In stark contrast to AI giants abroad who choose closed, proprietary approaches, India's approach challenges the concept of closed-source. IndiaAI calls for open-weight models, local data, and very strong public-private partnerships. The IndiaAI Mission rests on seven pillars: compute capacity, innovation centres, national datasets platform, application development, future skills, startup financing, and emphasis on safe and trusted AI. The goal is to democratize the access to AI so that students, startups, and researchers across the country can innovate without being dependent on foreign technologies. 
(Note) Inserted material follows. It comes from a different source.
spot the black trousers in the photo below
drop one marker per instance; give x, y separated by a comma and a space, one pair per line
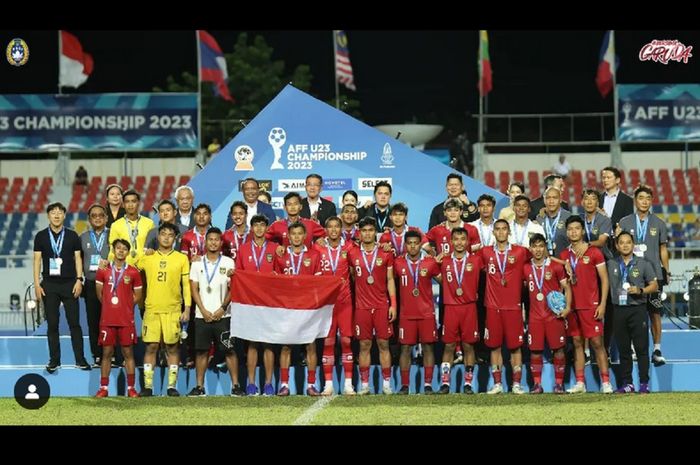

Indian startups and researchers have sent in over 500 proposals for developing indigenous AI models, with 120 in just one month. The government is encouraging these teams with grants, compute credits, and equity funding, with priority given to models in healthcare, education, and financial services that serve Indian needs.

IndiaAI isn’t merely one for the high-tech labs in Bengaluru or Hyderabad. The mission is to make AI skills accessible to the rest of the country. The Intel India and IndiaAI Mission partnership is setting up programs like YuvaAI to help school kids learn AI basics. StartupAI helps young entrepreneurs convert their thoughts into AI applications. The concern? To make AI tools and training available to everyone in India, from a primary school kid in a lane of some isolated village to start-up founders in Mumbai.

The big hurdle for India in AI is language diversity. The Digital India Bhashini program, an initiative by Digital India Corporation (DIC), has come down heads and shoulders to counter that by building AI models supporting all 22 scheduled Indian languages. This means finally methods and tools of voice assistance, translation, and digital services can cater to all, not just those who can speak English. There are over 350 AI language models on the Bhashini platform already, paving the way for a truly inclusive Digital India. 

The India Skills Report 2024 indicates that the AI industry will hit US$ 28.8 billion by 2025, at a very brisk pace. India is setting up one of the largest AI compute infrastructures worldwide – thereby almost two-thirds of what ChatGPT uses globally. With over 70 research institutes collaborating and hundreds of startups joining in, the ecosystem is abuzz!

Digital Public Infrastructure Combines with AI

The ways in which India has developed its digital public infrastructure including, Aadhaar, UPI, DigiLocker, etc., have already been recognized worldwide as major successes. The goal of the IndiaAI Mission is to do for AI what Open Source has done for software, making AI solutions part of public platforms and ensuring they are faster, smarter and easily available to all Indians. It’s about more than technology; we want every part of India to be a part of a digital society that is both safe and prepared for the future.

The Challenge is About Independent Digital Growth, Not Just New Technology

Building such an AI system also comes with many difficulties. There are yet to be enough AI experts, reliable data and good cloud facilities in India. Amidst increasing AI competition around the world, India is being recognized for its emphasis on freedom, transparency and helping its own people. The mission is more than just working on chips and data, its goal is to see that India’s digital development comes from Indian people and their values.

In the long run, the important question is not whether India can develop AI models that are as good as those elsewhere. The question is whether India’s strategy will bring about an inclusive, safe and self-sufficient digital environment. If the early signs are anything to go by, then the answer could be a resounding yes! Let’s be the first supporters and audience for IndiaAI.